Light influences humans at all levels – it sets our circadian clock, controls our hormones, sleep, alertness, mood, and adapts our whole physiology to the day-night cycle. However, in modern societies, continuous artificial lighting leads to chronic disruption of the circadian and sleep-wake cycles, either predisposing to or directly inducing several diseases including neurodegeneration, major depressive disorder, and seasonal affective disorder.

Light can modulate the sleep-wake cycle either indirectly through its effect of light on the phase of the circadian clock or directly via retinal ganglion cell projections to hypothalamic and thalamic nuclei implicated in the regulation of sleep and alertness. The frequent appearance of sleep disorders in retinal degeneration patients with a functioning circadian clock support the assumption that vigilance states are directly regulated by retinal input.

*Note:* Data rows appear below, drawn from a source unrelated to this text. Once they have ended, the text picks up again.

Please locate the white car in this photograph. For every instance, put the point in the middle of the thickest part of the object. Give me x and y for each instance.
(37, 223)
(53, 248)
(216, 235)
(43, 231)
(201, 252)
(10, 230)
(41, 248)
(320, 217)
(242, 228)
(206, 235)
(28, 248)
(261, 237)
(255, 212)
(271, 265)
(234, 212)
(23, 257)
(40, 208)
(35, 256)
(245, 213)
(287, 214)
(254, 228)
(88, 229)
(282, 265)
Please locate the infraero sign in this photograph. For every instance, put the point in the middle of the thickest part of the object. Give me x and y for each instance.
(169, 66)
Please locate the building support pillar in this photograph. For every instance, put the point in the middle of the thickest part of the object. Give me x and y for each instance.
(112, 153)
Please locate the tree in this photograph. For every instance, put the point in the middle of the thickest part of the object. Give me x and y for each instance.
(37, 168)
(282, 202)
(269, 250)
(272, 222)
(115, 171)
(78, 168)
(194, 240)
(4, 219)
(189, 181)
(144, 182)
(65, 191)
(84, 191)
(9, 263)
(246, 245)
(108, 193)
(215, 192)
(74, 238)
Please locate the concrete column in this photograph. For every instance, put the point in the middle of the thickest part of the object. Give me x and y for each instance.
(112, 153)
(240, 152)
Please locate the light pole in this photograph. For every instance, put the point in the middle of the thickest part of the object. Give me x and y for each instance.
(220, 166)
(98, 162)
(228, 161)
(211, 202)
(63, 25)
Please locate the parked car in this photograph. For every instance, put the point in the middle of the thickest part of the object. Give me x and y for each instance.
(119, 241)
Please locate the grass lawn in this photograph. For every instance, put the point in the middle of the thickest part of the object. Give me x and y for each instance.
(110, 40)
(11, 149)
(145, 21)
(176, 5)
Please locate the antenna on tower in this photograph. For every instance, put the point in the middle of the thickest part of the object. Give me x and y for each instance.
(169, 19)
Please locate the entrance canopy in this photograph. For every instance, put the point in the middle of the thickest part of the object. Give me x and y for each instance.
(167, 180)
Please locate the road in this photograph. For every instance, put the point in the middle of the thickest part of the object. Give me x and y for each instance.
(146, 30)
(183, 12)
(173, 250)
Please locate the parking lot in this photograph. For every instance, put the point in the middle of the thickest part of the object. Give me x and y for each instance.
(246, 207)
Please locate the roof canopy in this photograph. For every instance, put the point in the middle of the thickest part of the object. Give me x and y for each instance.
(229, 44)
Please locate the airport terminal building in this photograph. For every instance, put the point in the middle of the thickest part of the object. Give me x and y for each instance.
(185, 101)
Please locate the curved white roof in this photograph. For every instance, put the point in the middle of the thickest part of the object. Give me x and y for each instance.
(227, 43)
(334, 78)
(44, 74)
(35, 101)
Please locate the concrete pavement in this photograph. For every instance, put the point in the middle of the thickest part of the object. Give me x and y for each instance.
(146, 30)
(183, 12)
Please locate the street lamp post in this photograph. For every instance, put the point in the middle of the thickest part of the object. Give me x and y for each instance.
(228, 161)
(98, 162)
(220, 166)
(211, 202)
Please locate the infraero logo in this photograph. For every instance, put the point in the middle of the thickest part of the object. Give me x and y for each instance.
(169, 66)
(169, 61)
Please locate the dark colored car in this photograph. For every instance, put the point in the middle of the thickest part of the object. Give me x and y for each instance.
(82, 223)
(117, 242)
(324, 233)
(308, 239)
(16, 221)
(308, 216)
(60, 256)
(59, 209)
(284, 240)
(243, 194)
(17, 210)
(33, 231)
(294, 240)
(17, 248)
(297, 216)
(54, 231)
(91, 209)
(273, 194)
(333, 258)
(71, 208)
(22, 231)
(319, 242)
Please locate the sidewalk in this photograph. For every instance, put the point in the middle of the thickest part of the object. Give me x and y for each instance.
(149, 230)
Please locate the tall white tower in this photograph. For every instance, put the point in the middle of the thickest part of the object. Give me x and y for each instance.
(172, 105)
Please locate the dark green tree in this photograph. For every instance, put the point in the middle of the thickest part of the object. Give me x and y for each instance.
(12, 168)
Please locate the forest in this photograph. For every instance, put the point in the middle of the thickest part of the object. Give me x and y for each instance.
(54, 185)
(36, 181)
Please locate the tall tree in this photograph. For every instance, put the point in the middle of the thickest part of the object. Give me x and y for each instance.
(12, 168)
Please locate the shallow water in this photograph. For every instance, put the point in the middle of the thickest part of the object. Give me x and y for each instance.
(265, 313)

While retinal light entrainment of the circadian clock is well understood, the non-circadian, direct effects of light on alertness remain elusive. Understanding how light directly affects sleep-wake controlling nuclei will have a seminal impact on preventing and managing an increasing epidemic of chronic diseases that are related to aberrant light exposure and sleep disruption.

The consortium proposes an interdisciplinary approach, coupling cutting-edge neuroscience and biotechnology methods to identify retinal ganglion cell pathways to sleep-wake controlling brain centers and to test their functional effects on vigilance states. In a translational approach, they will test the possibility to optogenetically revert the negative effects of retinal degeneration on the direct sleep-wake pathways and try to find the human ganglion cell correlates of direct sleep-wake regulation.

This study is topical in modern times dominated by artificial lighting and will constitute the first step towards a systematic dissection of the mechanisms and pathways supporting the direct effects of light on sleep-wake regulation. The new insights will pave the way to tailored therapies counteracting diseases due to aberrant light exposure.